Rocket fragments abound. The torso of a mannequin, a decoy dressed in army green, lies on the ground.
Weinberg tried to stay in Manara during the war, but after anti-tank shrapnel damaged her home, soldiers told her to leave. On Thursday, she walked along her street, which looks out directly over a UNIFIL position separating the kibbutz from a line of Lebanese villages that have been decimated by Israeli bombardment and demolitions.
Weinberg said UNIFIL hadn’t prevented Hezbollah’s build-up in the past, “so why would they be able to now?”
“A ceasefire here just gives Hezbollah a chance to rebuild their power and come back to places that they were driven out of,” she said.
The truce seemed fragile.
Associated Press reporters heard sporadic bursts of gunfire, likely Israeli troops firing at Lebanese attempting to enter the towns. Israel’s military says it is temporarily preventing Lebanese civilians from returning home to a line of towns closest to the border, until the Lebanese military can deploy there in force.
Even in less battered communities, no one returns home. Though the atmosphere along the border was tense, Malkiya showed signs of peace. With Hezbollah’s rockets stopped, some residents returned briefly to the kibbutz to peer around cautiously.
At a vista overlooking the border, where the hulking wreckage of Lebanese villages could be made out, a group of around 30 soldiers gathered. Just days ago, they would have made easy targets for Hezbollah fire.
Malkiya has sustained less damage than Manara. Still, residents said they would not return immediately. During a year of displacement, many have restarted their lives elsewhere, and the idea of going back to a front-line town on the border is daunting.
In Lebanon, where Israeli bombardment and ground assaults drove some 1.2 million people from their homes, some of the displaced crowded into schools-turned-shelters or slept in the streets.
In Israel, the government paid for hotels for evacuees and helped accommodate children in new schools. Gould predicted residents would return to the kibbutz only when government subsidies for their lodging dried up — “not because they want to, but because they feel like they can’t afford an alternative.”
“It’s not just a security issue,” Gould said. “We’ve spent more than a year rebuilding our lives wherever we landed.
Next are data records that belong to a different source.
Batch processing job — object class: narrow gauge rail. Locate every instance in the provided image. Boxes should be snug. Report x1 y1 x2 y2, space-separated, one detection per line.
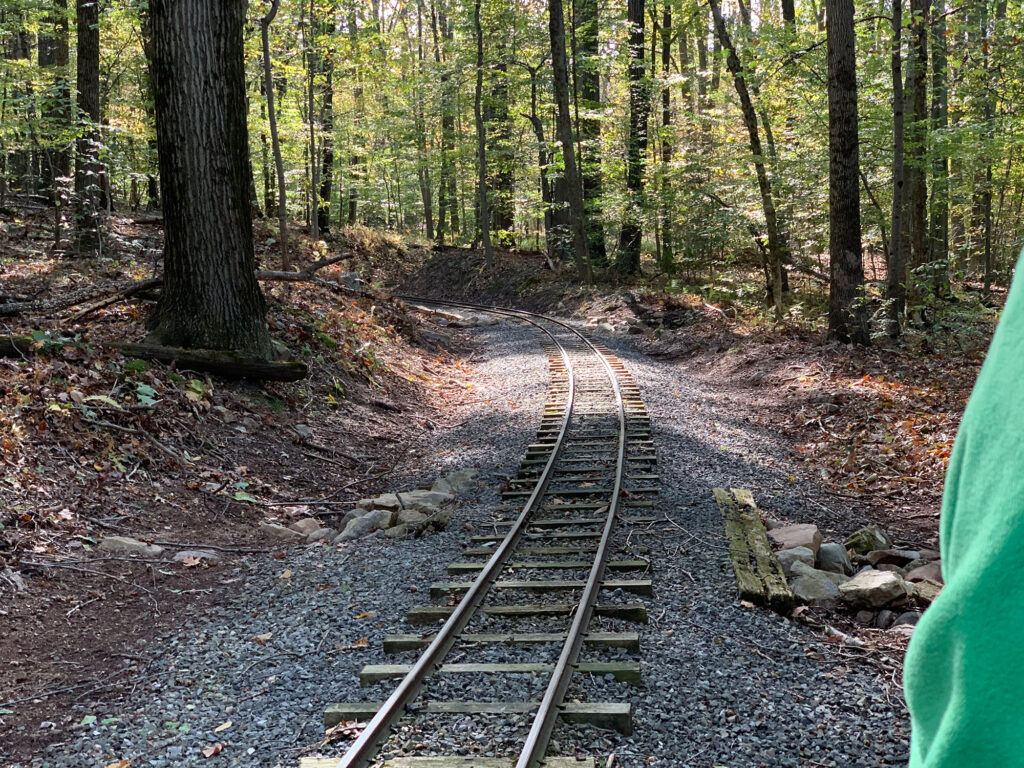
315 299 657 768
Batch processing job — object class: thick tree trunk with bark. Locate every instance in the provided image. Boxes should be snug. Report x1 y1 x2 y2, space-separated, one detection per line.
75 0 102 252
548 0 593 284
615 0 650 274
473 0 495 269
928 0 949 296
150 0 270 356
709 0 788 321
573 0 608 266
886 0 906 338
260 0 292 269
826 0 870 344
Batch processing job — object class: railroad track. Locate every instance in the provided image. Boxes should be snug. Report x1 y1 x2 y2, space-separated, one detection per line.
303 299 657 768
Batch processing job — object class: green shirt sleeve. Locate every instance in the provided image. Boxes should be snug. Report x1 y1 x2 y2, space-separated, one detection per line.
904 259 1024 768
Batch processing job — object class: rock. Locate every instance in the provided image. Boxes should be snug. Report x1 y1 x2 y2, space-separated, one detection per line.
817 542 853 575
288 517 319 537
864 549 920 567
334 509 394 544
839 569 906 608
259 522 306 543
903 552 928 573
790 560 841 608
878 562 906 580
775 547 814 575
844 525 893 555
395 509 427 525
910 579 942 605
893 610 921 627
440 469 480 494
306 521 337 544
397 490 453 514
906 560 945 584
355 494 401 512
768 523 821 555
174 549 223 565
98 536 164 557
792 561 850 587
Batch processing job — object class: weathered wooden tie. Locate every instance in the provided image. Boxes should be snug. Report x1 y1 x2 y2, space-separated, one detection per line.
713 488 794 613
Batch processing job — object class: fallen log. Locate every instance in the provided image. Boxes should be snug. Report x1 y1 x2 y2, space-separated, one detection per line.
0 336 309 381
0 253 360 321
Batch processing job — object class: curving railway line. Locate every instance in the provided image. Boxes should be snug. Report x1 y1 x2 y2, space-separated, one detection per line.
315 299 657 768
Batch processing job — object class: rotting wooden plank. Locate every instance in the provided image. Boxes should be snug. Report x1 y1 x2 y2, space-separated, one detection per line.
713 488 794 613
430 579 654 598
299 757 595 768
359 662 643 685
406 603 647 626
383 632 640 653
730 488 796 613
324 701 633 733
447 560 650 574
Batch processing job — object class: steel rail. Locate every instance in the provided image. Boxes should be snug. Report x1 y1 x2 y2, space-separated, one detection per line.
401 300 626 768
336 302 581 768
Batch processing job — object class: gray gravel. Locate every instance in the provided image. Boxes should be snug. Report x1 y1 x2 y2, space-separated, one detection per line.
8 313 908 768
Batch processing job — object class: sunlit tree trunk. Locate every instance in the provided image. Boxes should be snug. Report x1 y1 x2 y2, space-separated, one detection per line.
150 0 270 356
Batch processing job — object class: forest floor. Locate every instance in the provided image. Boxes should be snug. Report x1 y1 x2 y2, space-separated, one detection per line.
0 211 994 764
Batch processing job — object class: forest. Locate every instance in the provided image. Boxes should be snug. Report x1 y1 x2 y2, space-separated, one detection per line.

It’s a question of having to gather that up and move back somewhere else, somewhere that’s technically our old house but not a home. Nothing feels the same.”
It’s unclear if schools in the border communities will have enough students to reopen, Gould said, and her children are already enrolled elsewhere. She’s enjoyed living farther from the border, away from an open war zone.
There’s also a deep feeling that the communities were abandoned by the government, Sweetland said.
Sweetland is one of roughly 25 civilian security volunteers who stayed throughout the war, braving continual rocket fire to keep the kibbutz afloat. They repaired damaged homes, put out blazes and helped replace the kibbutz generator when it was taken out by Hezbollah fire. They were on their own, with no firefighters or police willing to risk coming, he said.
“We didn’t have any help for months and months and months, and we pleaded, ‘Please help us.’”
Sweetland said he will keep watching over the hushed pathways of the once-vibrant community in hopes his neighbors will soon feel safe enough to return. But he predicted it would take months.
Weinberg hopes to move back to Manara as soon as possible. On Thursday, she spotted a former neighbor who was about to leave after checking the damage to her home.
Weinberg grasped her hand through the car window, asking how she was. The woman grimaced and began to cry. Their hands parted as the car slowly rolled out through the gates and drove away.